The fact that she had another human being with her, filled her with a sense of
relief so profound that she could find no words to express it.
“How did......?”
He placed his finger to
his lips and leaning close, murmured: “Later. You were going in the wrong
direction. You were heading deeper into the Turog encampment, not out of it.
Follow me as quietly as you can.”
She picked up the
basket that she had dropped in her surprise and followed him. Dressed as he was
in his customary black, he melted into the darkness with the greatest of ease.

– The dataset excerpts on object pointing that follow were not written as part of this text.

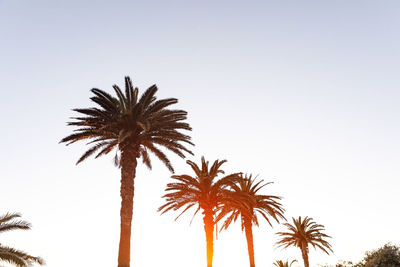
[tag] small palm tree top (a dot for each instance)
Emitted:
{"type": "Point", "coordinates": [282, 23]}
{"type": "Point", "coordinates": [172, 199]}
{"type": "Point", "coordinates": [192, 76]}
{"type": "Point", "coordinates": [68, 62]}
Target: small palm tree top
{"type": "Point", "coordinates": [143, 124]}
{"type": "Point", "coordinates": [202, 189]}
{"type": "Point", "coordinates": [9, 222]}
{"type": "Point", "coordinates": [303, 232]}
{"type": "Point", "coordinates": [251, 203]}
{"type": "Point", "coordinates": [280, 263]}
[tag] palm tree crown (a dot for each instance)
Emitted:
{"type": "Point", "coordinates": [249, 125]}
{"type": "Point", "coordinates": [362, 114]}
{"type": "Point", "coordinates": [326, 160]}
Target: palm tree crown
{"type": "Point", "coordinates": [9, 222]}
{"type": "Point", "coordinates": [250, 203]}
{"type": "Point", "coordinates": [135, 126]}
{"type": "Point", "coordinates": [302, 233]}
{"type": "Point", "coordinates": [246, 189]}
{"type": "Point", "coordinates": [127, 121]}
{"type": "Point", "coordinates": [203, 190]}
{"type": "Point", "coordinates": [280, 263]}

He moved silently through the trees with a smooth, catlike grace that she found
difficult to emulate. Despite the fact that his shoulders had felt reassuringly
solid beneath her hands, she still half wondered if he was some kind of
apparition, so unexpected was his presence. Her mind turned over all sorts of
ideas but she was completely at a loss to account for his presence.
They were approaching
one of the fires. The ground surrounding it was scattered with sleeping Turog,
lying randomly like fallen leaves. There was no sign of any guards. The flames
flickered their lurid light over the supine forms. To Elorin’s horror, Celedorn
stepped over one of the unconscious Turog and signalled impatiently for her to
do likewise. Heart pounding, she followed him, threading her way gingerly
between the sleeping figures. For the first time she noticed that Celedorn’s
sword was in his hand and knew that any unfortunate Turog that awoke, would not
live long enough to call for his companions. One stirred and muttered in its
sleep. Celedorn froze beside it, the tip of his sword just an inch from its
throat but it didn’t wake. When they cleared the camp he did not stop but led
the way rapidly into the dark silence of the forest.
When she caught up
with him, Elorin said fiercely: “What are you trying to do? Scare me to death?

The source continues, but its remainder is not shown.